For now, there's no score from the Congressional Budget Office on this bill, but the Center on Budget and Policy Priorities published a helpful analysis and found that "many millions of people would lose coverage" if the proposal were implemented.

So, could this bill pull together the support needed to pass?

Its advocates are acting as if that's a real possibility. Politico reported yesterday that Cassidy, Graham, and Heller "met Monday with top aides to President Donald Trump, and there are efforts also underway to get the endorsement of conservatives Mike Lee of Utah and House Freedom Caucus Chairman Mark Meadows (R-N.C.)."

Cassidy also reportedly met with Health and Human Services Secretary Tom Price and some governors, and the Louisiana Republican described the discussions as "productive."

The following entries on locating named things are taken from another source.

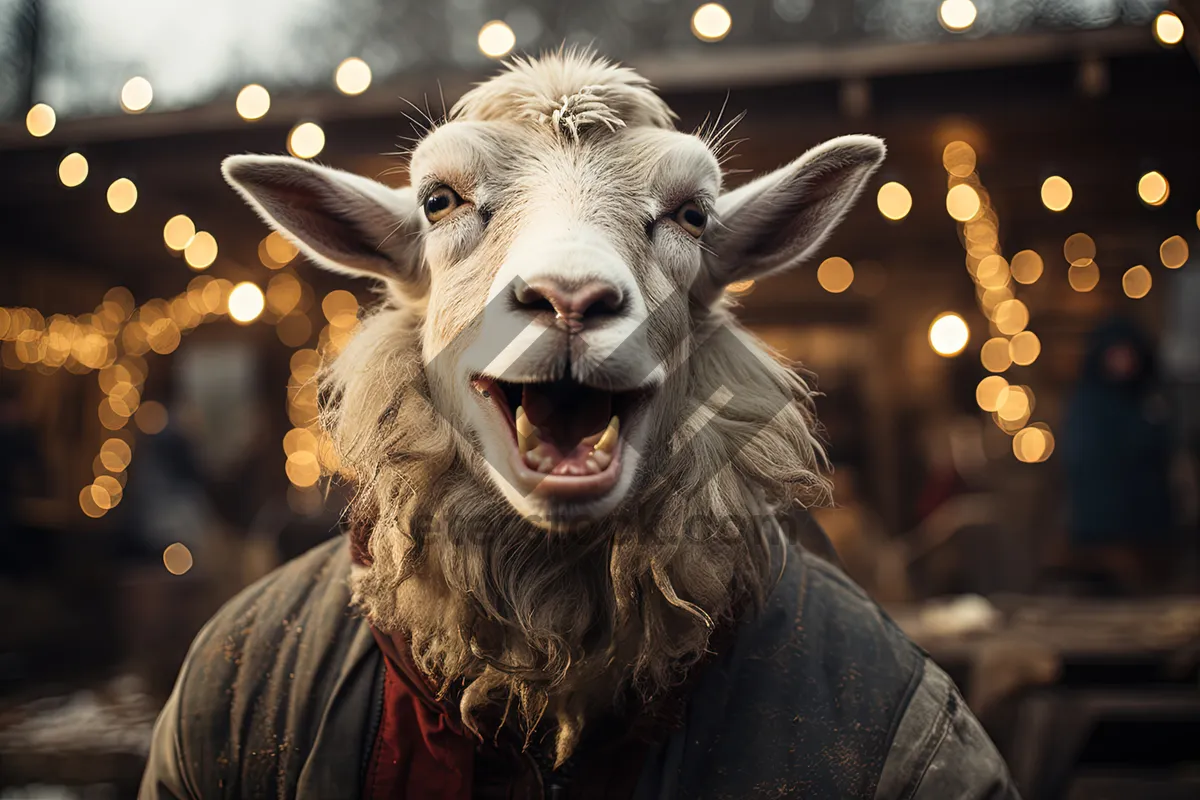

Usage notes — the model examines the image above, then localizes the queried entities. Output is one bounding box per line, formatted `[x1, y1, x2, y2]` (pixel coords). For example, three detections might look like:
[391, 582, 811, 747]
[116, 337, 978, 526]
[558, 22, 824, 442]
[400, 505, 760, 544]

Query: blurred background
[0, 0, 1200, 799]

Of course, the question isn't whether there will be Republican support for this radical approach; the question is whether there will be enough Republican support for it. By all accounts, the votes simply aren't there -- at least not yet.

In fact, proponents of this bill are fighting more than one battle: not only is it tough to convince GOP senators to endorse legislation that would take coverage from millions of families, it's at least as difficult to persuade them to keep pursuing health care as an issue. Many in the party are content to simply move on and turn their attention to tax reform.

But the moral of the story is that the repeal crusade isn't entirely dead. There's still another bill, there are still strategy meetings underway, and there are still discussions about how to get to 50 votes. It's difficult to imagine some of the Senate's less conservative members going along with a proposal this extreme, but this is worth keeping an eye on.

So long as repeal advocates control the levers of power, the threat to the existing system remains real.